In plants, algae, and cyanobacteria, photosystem II uses light energy to remove electrons from water, releasing oxygen as a waste product. The electrons then flow to the cytochrome b6f complex, which uses their energy to pump protons across the thylakoid membrane in the chloroplast.^[7] These protons move back through the membrane as they drive the ATP synthase, as before. The electrons then flow through photosystem I and can then either be used to reduce the coenzyme NADP⁺, for use in the Calvin cycle, which is discussed below, or recycled for further ATP generation.^[53]

Anabolism

Anabolism is the set of constructive metabolic processes where the energy released by catabolism is used to synthesize complex molecules. In general, the complex molecules that make up cellular structures are constructed step-by-step from small and simple precursors. Anabolism involves three basic stages. First, the production of precursors such as amino acids, monosaccharides, isoprenoids and nucleotides, secondly, their activation into reactive forms using energy from ATP, and thirdly, the assembly of these precursors into complex molecules such as proteins, polysaccharides, lipids and nucleic acids.

Organisms differ in how many of the molecules in their cells they can construct for themselves. Autotrophs such as plants can construct the complex organic molecules in cells such as polysaccharides and proteins from simple molecules like carbon dioxide and water. Heterotrophs, on the other hand, require a source of more complex substances, such as monosaccharides and amino acids, to produce these complex molecules. Organisms can be further classified by ultimate source of their energy: photoautotrophs and photoheterotrophs obtain energy from light, whereas chemoautotrophs and chemoheterotrophs obtain energy from inorganic oxidation reactions.

Carbon fixation

Photosynthesis is the synthesis of carbohydrates from sunlight and carbon dioxide (CO₂). In plants, cyanobacteria and algae, oxygenic photosynthesis splits water, with oxygen produced as a waste product. This process uses the ATP and NADPH produced by the photosynthetic reaction centres, as described above, to convert CO₂ into glycerate 3-phosphate, which can then be converted into glucose. This carbon-fixation reaction is carried out by the enzyme RuBisCO as part of the Calvin – Benson cycle.^[54] Three types of photosynthesis occur in plants, C3 carbon fixation, C4 carbon fixation and CAM photosynthesis. These differ by the route that carbon dioxide takes to the Calvin cycle, with C3 plants fixing CO₂ directly, while C4 and CAM photosynthesis incorporate the CO₂ into other compounds first, as adaptations to deal with intense sunlight and dry conditions.^[55]

In photosynthetic prokaryotes the mechanisms of carbon fixation are more diverse. Here, carbon dioxide can be fixed by the Calvin – Benson cycle, a reversed citric acid cycle,^[56] or the carboxylation of acetyl-CoA.^[57][58] Prokaryotic chemoautotrophs also fix CO₂ through the Calvin – Benson cycle, but use energy from inorganic compounds to drive the reaction.^[59]

Carbohydrates and glycans

In carbohydrate anabolism, simple organic acids can be converted into monosaccharides such as glucose and then used to assemble polysaccharides such as starch. The generation of glucose from compounds like pyruvate, lactate, glycerol, glycerate 3-phosphate and amino acids is called gluconeogenesis. Gluconeogenesis converts pyruvate to glucose-6-phosphate through a series of intermediates, many of which are shared with glycolysis.^[36] However, this pathway is not simply glycolysis run in reverse, as several steps are catalyzed by non-glycolytic enzymes. This is important as it allows the formation and breakdown of glucose to be regulated separately, and prevents both pathways from running simultaneously in a futile cycle.^[60][61]

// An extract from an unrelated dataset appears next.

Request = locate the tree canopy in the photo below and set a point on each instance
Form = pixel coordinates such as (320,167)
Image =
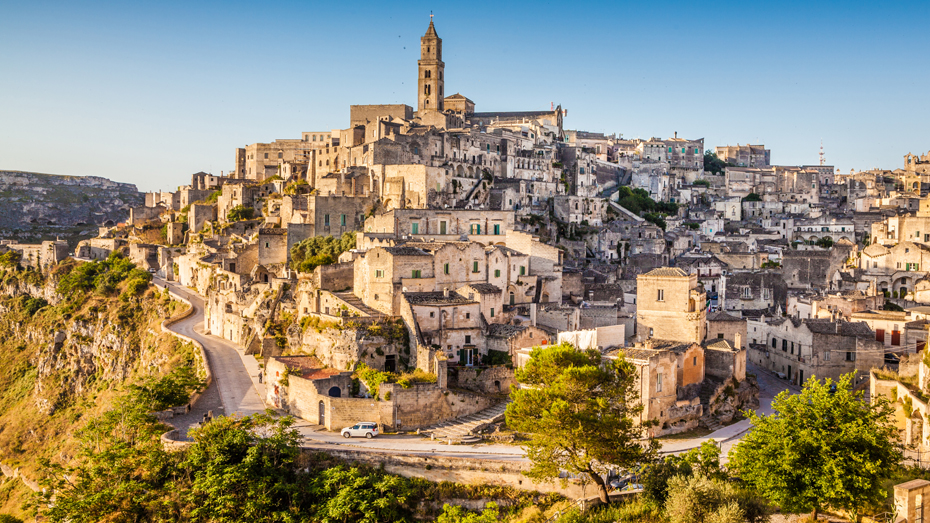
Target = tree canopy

Although fat is a common way of storing energy, in vertebrates such as humans the fatty acids in these stores cannot be converted to glucose through gluconeogenesis as these organisms cannot convert acetyl-CoA into pyruvate; plants do, but animals do not, have the necessary enzymatic machinery.^[62] As a result, after long-term starvation, vertebrates need to produce ketone bodies from fatty acids to replace glucose in tissues such as the brain that cannot metabolize fatty acids.^[63] In other organisms such as plants and bacteria, this metabolic problem is solved using the glyoxylate cycle, which bypasses the decarboxylation step in the citric acid cycle and allows the transformation of acetyl-CoA to oxaloacetate, where it can be used for the production of glucose.^[62][64]

Polysaccharides and glycans are made by the sequential addition of monosaccharides by glycosyltransferase from a reactive sugar-phosphate donor such as uridine diphosphate glucose (UDP-glucose) to an acceptor hydroxyl group on the growing polysaccharide. As any of the hydroxyl groups on the ring of the substrate can be acceptors, the polysaccharides produced can have straight or branched structures.^[65] The polysaccharides produced can have structural or metabolic functions themselves, or be transferred to lipids and proteins by enzymes called oligosaccharyltransferases.^[66][67]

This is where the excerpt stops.